Vin et Vinaigre

18 Octobre 2011 | par

La parole de Dieu

 

Jésus gravit la montagne et s’assit,

ses disciples s’approchèrent et il se mit à les instruire…

 

Il disait :

 

Heureux les pauvres de cœur : le Royaume des cieux est à eux !

Heureux les doux : ils obtiendront la terre promise !

Heureux ceux qui pleurent : ils seront consolés !

Heureux ceux qui ont faim et soif de la justice : ils seront rassasiés !

Heureux les miséricordieux : ils obtiendront miséricorde !

Heureux les cœurs purs : ils verront Dieu !

Heureux les artisans de paix : ils seront appelés fils de Dieu !

Heureux ceux qui sont persécutés pour la justice :

le Royaume des cieux est à eux !

 

Mt 5, 1-10

 

La parole de saint Antoine

 

Heureux les miséricordieux :

ils obtiendront miséricorde !

Celui qui est miséricordieux envers les autres, Dieu sera miséricordieux envers lui.

Cela, les juifs ne l’ont pas fait : au Christ souffrant la soif sur la croix, ils n’ont pas offert une coupe d’eau fraîche mais du vinaigre mêlé à du fiel, qu’il goûta mais n’en voulut pas boire, car il a goûté l’amertume de la peine due à notre faute, mais n’a pas incorporé à lui la faute.

 

Remarque que dans le vinaigre il y a trois choses : au début, il est acide, puis il devient vin purifié, enfin il se gâte et devient vinaigre.

Ainsi le faux chrétien : avant son Baptême, il était raisin sauvage et acide, car infidèle ; une fois reçu le Baptême, il est devenu comme du vin parfumé, par la foi ; ensuite il s’est gâté en vinaigre par le péché mortel. Le vinaigre est appelé ainsi du latin acetum, qui vient d’acutum, piquant ou mêlé d’eau. Lorsqu’un fidèle se mêle à l’eau du plaisir de la chair, aussitôt il se change en vinaigre de péché mortel, puis il le sert au Christ, suspendu à la croix, mais déjà régnant au ciel.

C’est pourquoi il se plaint lui-même en Isaïe en disant : « J’attendais que ma vigne produise de bons raisins et elle donna des raisins sauvages » (cf.

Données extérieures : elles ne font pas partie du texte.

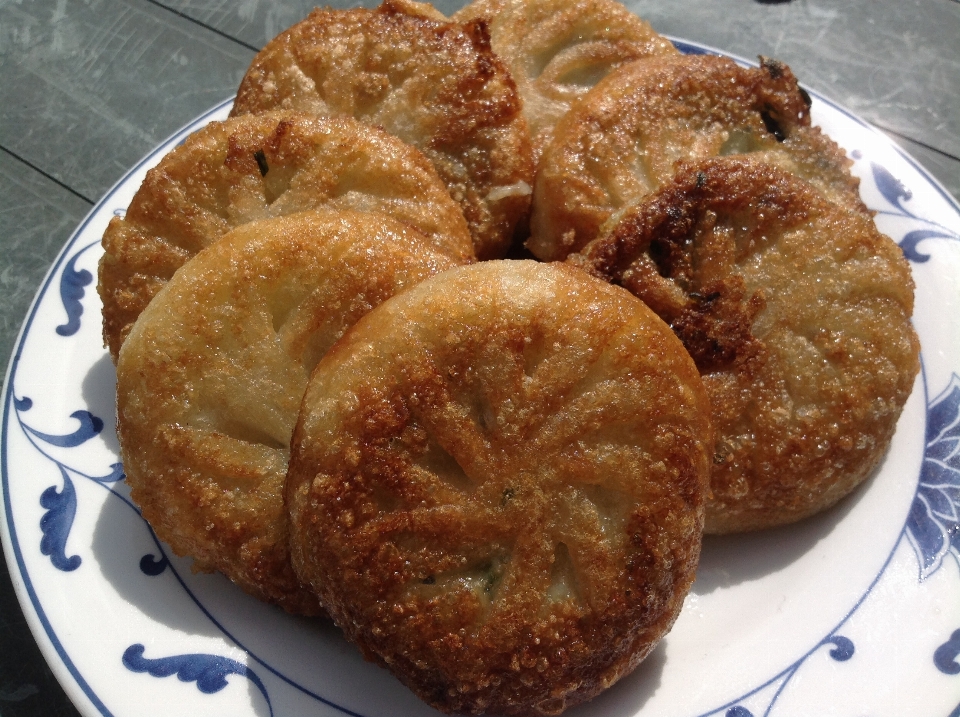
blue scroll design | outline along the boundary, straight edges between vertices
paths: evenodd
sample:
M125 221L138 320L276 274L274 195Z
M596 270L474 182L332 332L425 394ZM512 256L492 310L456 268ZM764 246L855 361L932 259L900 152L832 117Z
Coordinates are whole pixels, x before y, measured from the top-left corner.
M77 260L90 247L96 246L99 242L87 244L76 254L70 257L67 265L60 275L60 302L63 304L63 310L67 313L67 322L60 324L56 332L60 336L73 336L80 330L80 317L83 316L83 299L86 293L84 287L93 281L93 274L86 269L77 269Z
M860 153L854 152L853 156L859 158ZM923 264L930 260L929 254L922 253L917 248L917 245L926 239L960 241L960 234L938 222L918 216L909 209L907 202L913 198L913 192L897 179L889 169L876 162L871 162L870 170L873 174L873 181L877 185L877 190L891 207L890 209L878 210L877 214L912 219L923 225L921 228L907 232L897 242L908 260L917 264Z
M170 559L163 553L160 554L159 558L151 553L147 553L140 558L140 572L153 578L161 575L168 567L170 567Z
M926 450L906 537L917 555L920 580L952 555L960 563L960 377L927 408Z
M950 639L940 645L933 653L933 664L945 675L960 675L960 630L954 630ZM960 704L948 715L960 717Z
M933 653L933 664L945 675L960 675L960 630L954 630L950 639Z
M712 712L705 712L700 715L700 717L718 717L720 715L722 715L722 717L757 717L758 714L767 717L773 713L773 709L780 699L780 695L794 676L800 671L800 668L803 667L807 660L817 653L820 648L826 646L832 646L832 649L830 649L827 654L836 662L846 662L853 657L855 652L853 641L850 638L832 633L772 680L765 682L760 685L760 687L751 690L747 694L742 695L732 702L728 702ZM763 711L759 713L753 712L744 706L746 702L753 703L754 707L759 706Z
M43 533L40 552L50 558L55 568L70 572L79 568L81 562L79 555L67 557L67 538L77 514L77 491L70 474L62 466L58 467L63 488L58 492L52 485L40 494L40 505L47 510L40 518L40 532Z
M850 640L850 638L844 637L843 635L831 635L823 640L820 644L833 645L833 649L830 650L830 657L837 662L846 662L853 657L853 641Z
M29 410L30 406L33 405L33 402L30 401L29 398L24 400L27 403L21 404L26 405L26 408L23 410ZM51 446L59 446L60 448L75 448L81 443L86 443L103 430L103 419L97 418L90 413L90 411L74 411L70 414L70 418L75 418L77 421L79 421L80 427L77 428L77 430L75 430L73 433L67 433L65 435L42 433L41 431L31 428L26 424L23 424L23 428L25 431L29 431L44 443L49 443Z
M124 667L131 672L146 672L153 677L176 675L181 682L195 682L197 689L208 695L226 687L228 675L240 675L256 685L267 702L270 714L273 715L273 705L270 703L266 686L257 673L243 663L228 657L202 653L151 659L143 656L145 651L146 648L139 643L124 650Z
M12 394L11 394L12 395ZM53 463L60 474L61 484L49 486L40 494L40 506L46 510L40 518L40 552L50 558L50 562L58 570L71 572L80 567L83 562L79 555L67 556L67 539L73 528L73 521L77 514L77 491L73 478L82 477L97 483L108 484L123 480L123 466L113 463L110 472L106 475L91 475L76 468L72 468L62 460L54 457L43 444L57 448L76 448L91 438L99 435L103 430L103 420L89 411L74 411L70 417L80 425L70 433L47 433L30 426L24 421L23 414L33 408L33 401L28 396L13 397L16 409L17 422L23 430L27 440L47 460Z

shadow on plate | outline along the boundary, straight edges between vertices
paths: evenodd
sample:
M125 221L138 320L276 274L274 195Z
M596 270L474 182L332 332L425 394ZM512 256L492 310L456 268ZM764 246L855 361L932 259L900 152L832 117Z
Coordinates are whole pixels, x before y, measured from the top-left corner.
M100 437L104 444L119 456L116 384L116 370L104 353L87 371L81 392L87 410L103 420ZM164 552L172 554L170 548L158 549L153 533L130 501L126 484L108 487L111 494L97 516L91 542L104 579L123 600L155 621L190 634L219 634L198 610L185 609L183 588L164 557Z
M157 548L146 521L126 496L121 486L103 502L93 530L90 547L103 578L123 600L155 622L193 635L220 634L178 579L185 561L168 562L170 548L164 545L164 552ZM224 583L225 588L233 588Z
M120 453L117 443L117 371L113 367L110 355L104 353L94 362L80 384L83 402L94 416L103 421L100 437L108 449Z
M691 592L707 595L718 588L759 580L796 562L856 508L882 468L881 462L853 493L805 520L753 533L704 536L697 580Z

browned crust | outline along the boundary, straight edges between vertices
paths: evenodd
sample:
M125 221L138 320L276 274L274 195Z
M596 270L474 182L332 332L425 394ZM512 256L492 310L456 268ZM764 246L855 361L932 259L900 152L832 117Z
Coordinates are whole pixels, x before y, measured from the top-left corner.
M233 114L277 107L353 116L416 145L462 208L480 259L503 256L529 211L521 101L482 21L443 22L389 1L314 10L254 58Z
M523 97L535 159L557 121L611 70L678 52L614 0L474 0L453 17L487 21Z
M632 670L699 557L708 404L627 292L484 262L371 312L295 431L294 564L449 712L556 714Z
M324 206L383 212L455 260L474 259L430 162L385 132L283 111L214 122L147 173L104 233L97 289L114 361L140 312L198 251L246 222Z
M117 362L131 497L194 566L320 614L290 566L290 435L320 355L372 306L453 265L387 217L303 212L251 222L183 266Z
M569 261L696 360L717 431L708 532L823 510L882 458L919 344L909 266L866 212L761 161L684 163Z
M743 153L862 206L849 161L810 126L809 98L786 65L651 58L608 75L558 123L538 168L527 246L562 259L617 209L669 181L677 161Z

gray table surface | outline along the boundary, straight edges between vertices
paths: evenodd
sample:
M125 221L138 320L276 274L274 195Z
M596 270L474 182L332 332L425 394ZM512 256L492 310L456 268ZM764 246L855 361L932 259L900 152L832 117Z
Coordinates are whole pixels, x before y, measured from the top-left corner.
M437 6L449 13L461 4ZM662 33L783 60L960 197L957 0L627 4ZM309 0L0 0L0 356L97 200L164 138L232 95L257 49L311 8ZM0 565L0 715L76 714Z

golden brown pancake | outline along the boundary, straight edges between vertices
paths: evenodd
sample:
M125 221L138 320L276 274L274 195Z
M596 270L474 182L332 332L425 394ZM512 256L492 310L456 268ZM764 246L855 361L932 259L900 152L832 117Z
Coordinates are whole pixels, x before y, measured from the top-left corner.
M98 290L116 360L130 326L173 273L231 229L317 207L383 212L461 262L463 216L430 162L349 118L294 112L214 122L151 169L103 237Z
M538 158L570 105L631 60L676 48L614 0L474 0L453 18L484 18L513 75Z
M530 207L533 165L516 86L482 22L415 3L314 10L253 59L234 114L277 107L383 127L434 163L480 259L502 256Z
M434 707L556 714L676 618L708 414L680 342L621 288L532 261L444 272L311 377L286 486L294 565Z
M667 182L677 161L746 153L863 209L849 161L810 126L809 98L788 67L653 58L612 72L557 125L540 160L527 246L562 259L617 209Z
M910 268L864 212L755 159L682 163L568 261L643 299L696 361L708 532L812 515L883 457L919 344Z
M157 535L262 600L321 612L283 509L307 378L360 316L453 264L396 220L328 210L244 224L185 264L117 362L124 470Z

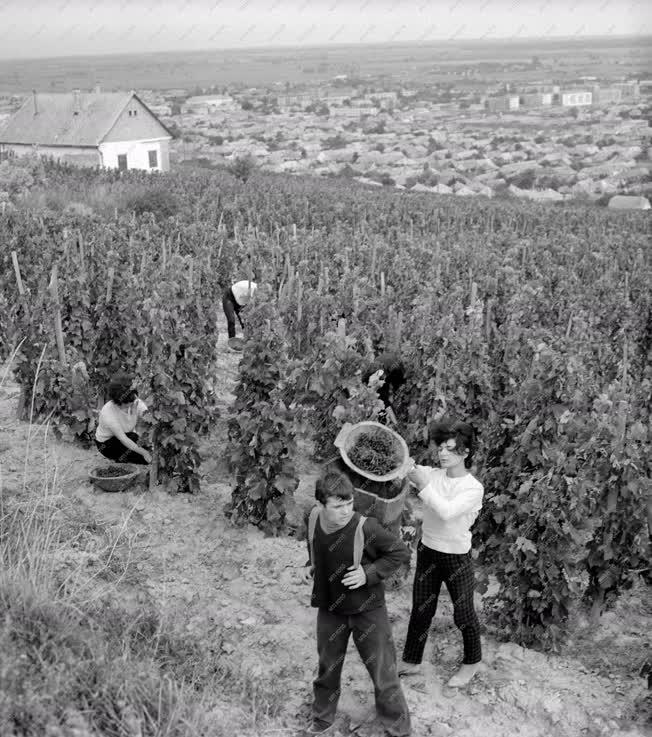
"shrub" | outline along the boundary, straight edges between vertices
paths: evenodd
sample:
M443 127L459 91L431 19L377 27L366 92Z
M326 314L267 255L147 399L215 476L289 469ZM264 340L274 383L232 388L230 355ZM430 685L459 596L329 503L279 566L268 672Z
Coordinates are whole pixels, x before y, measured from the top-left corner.
M157 220L165 220L176 215L179 204L176 197L165 189L147 189L133 195L126 201L126 208L136 215L151 212Z
M330 136L329 138L326 138L324 141L322 141L322 148L326 151L345 147L346 139L344 138L344 136L342 136L341 133L338 133L336 136Z
M236 179L246 183L258 167L254 158L247 155L237 156L228 168Z
M523 171L520 174L510 177L508 181L519 189L532 189L536 179L536 172L533 169L528 169L527 171Z

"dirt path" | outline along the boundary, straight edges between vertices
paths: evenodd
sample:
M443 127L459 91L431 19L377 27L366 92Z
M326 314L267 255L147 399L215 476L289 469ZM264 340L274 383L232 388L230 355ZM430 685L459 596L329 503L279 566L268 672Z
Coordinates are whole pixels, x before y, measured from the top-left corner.
M223 338L222 338L223 340ZM238 356L223 352L216 385L236 379ZM261 692L278 694L281 714L269 729L253 728L241 735L297 735L310 700L316 663L315 611L310 593L297 582L297 567L306 559L305 542L293 538L265 538L255 528L235 529L222 512L230 495L222 452L224 422L204 443L203 480L199 497L164 493L97 493L87 482L97 465L94 450L85 450L32 430L15 419L18 389L11 382L0 390L0 463L5 493L34 484L46 467L56 467L59 489L87 505L102 523L125 524L133 554L136 583L123 584L124 595L151 597L176 626L201 634L207 647L221 651L251 676ZM226 408L231 400L221 393ZM25 448L29 440L29 463ZM298 496L312 495L315 469L304 458L299 464ZM410 606L410 587L388 593L388 608L400 651ZM631 673L589 672L586 660L543 655L489 637L483 641L487 664L466 690L444 687L461 657L461 643L452 624L452 610L442 593L440 611L430 635L427 654L433 675L424 682L406 682L415 737L635 737L652 735L643 718L635 726L635 702L645 695L645 682ZM608 648L613 638L630 638L634 652L643 643L649 611L631 621L607 617L591 642ZM629 642L629 640L627 641ZM605 650L607 660L608 650ZM363 721L373 710L373 693L366 671L350 645L344 666L340 721ZM253 721L254 715L240 715ZM231 719L233 714L225 715ZM235 723L235 722L234 722ZM274 724L272 728L271 724ZM284 727L284 729L282 729ZM360 734L364 734L364 729ZM373 733L373 732L370 732Z

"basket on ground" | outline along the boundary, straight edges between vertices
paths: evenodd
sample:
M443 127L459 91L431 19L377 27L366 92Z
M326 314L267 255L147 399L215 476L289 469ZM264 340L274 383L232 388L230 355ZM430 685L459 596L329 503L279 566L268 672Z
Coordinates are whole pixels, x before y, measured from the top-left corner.
M335 447L351 470L372 481L392 481L405 476L410 463L405 440L391 428L371 420L355 425L347 422L335 438ZM374 467L362 468L360 459ZM382 468L377 468L378 464Z
M140 470L127 464L99 466L88 477L91 483L104 491L125 491L140 475Z

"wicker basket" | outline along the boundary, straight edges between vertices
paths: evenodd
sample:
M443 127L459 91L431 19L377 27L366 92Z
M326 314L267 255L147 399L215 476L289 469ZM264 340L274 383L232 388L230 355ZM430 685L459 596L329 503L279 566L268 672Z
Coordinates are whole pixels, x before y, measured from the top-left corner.
M375 517L381 525L390 526L403 513L408 487L409 483L406 481L401 493L393 499L382 499L372 491L355 488L353 491L353 508L356 512L364 514L365 517Z
M396 454L396 465L394 470L384 474L383 476L377 476L376 474L363 471L353 463L348 455L348 452L355 446L357 439L361 435L378 434L384 434L391 438ZM357 474L360 474L360 476L364 476L372 481L392 481L396 478L400 478L401 476L405 476L410 464L410 452L405 440L403 440L403 438L391 428L381 425L380 422L358 422L355 425L351 425L347 422L335 438L335 447L338 448L340 455L342 456L342 460L350 469L355 471Z
M102 471L106 468L120 468L124 471L124 474L122 476L97 475L98 471ZM98 468L94 468L88 474L88 477L91 480L91 483L99 486L100 489L103 489L104 491L125 491L125 489L128 489L136 481L140 473L141 472L133 466L129 466L127 464L114 464L111 466L100 466Z

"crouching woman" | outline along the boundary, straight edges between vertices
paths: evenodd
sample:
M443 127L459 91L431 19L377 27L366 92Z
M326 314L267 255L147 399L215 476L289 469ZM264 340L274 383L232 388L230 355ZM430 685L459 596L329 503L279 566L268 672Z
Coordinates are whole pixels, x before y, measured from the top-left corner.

Is 5, 4) ; « J’attendais le droit, et voici l’iniquité ; la justice, et voici les cris d’effroi (Is 5, 7). » Les œuvres du pécheur sont avarice et cris de luxure, des raisins sauvages le long du chemin, que chaque passant peut arracher… D’où Ézéchiel : « À l’entrée de chaque chemin, tu t’es bâti ton édifice cultuel, tu as fait de ta beauté une abomination, tu as offert ton corps à tout passant » (16, 25).

 

23e dimanche après la Pentecôte

 

Pour aller plus loin

Plus je fréquente les écrits de saint Antoine, plus j’admire son style d’écriture concis, allant droit à essentiel, efficace.

À preuve, ce commentaire d’une des huit Béatitudes de Matthieu.

Avant tout, l’accent est mis sur la conséquence, en positif, de toute miséricorde : celui qui la pratique recevra lui-même miséricorde, Dieu sera miséricordieux envers lui ; et sur l’opposition, en négatif, entre celui qui la pratique et

celui qui la refuse : non seulement il ne reçoit pas miséricorde, mais s’enfonce encore plus dans son péché. 

Appliquée aux chrétiens, cette opposition caractérise, en positif, les fidèles du Christ qui apaisent sa soif d’amour ; et, en négatif, les faux chrétiens qui, comme ceux qui ont condamné Jésus, lui donnent à boire, encore aujourd’hui, le vinaigre du péché.

Car qui dit péché dit mauvais goût, amertume, goût du vinaigre, et le mot vinaigre, creusé dans son aspect phonétique - acetum > acutum = aigre > piquant -, devient l’image d’un double parcours auquel le chrétien peut s’exposer : de l’infidélité à la foi, grâce au baptême ; mais aussi de la foi à l’infidélité, à cause du péché.

Une double image vient ensuite donner plus de force à celle du vinaigre : la lambrusque, le raisin sauvage, que tout passant ou toute bête des champs peut dévorer ; celle de la prostituée dont parle Ézéchiel qui désigne l’âme tombée exposée sans défense à l’esclavage du péché.

Merveilleuse association de réminiscences bibliques, de figure de style et de force de conviction.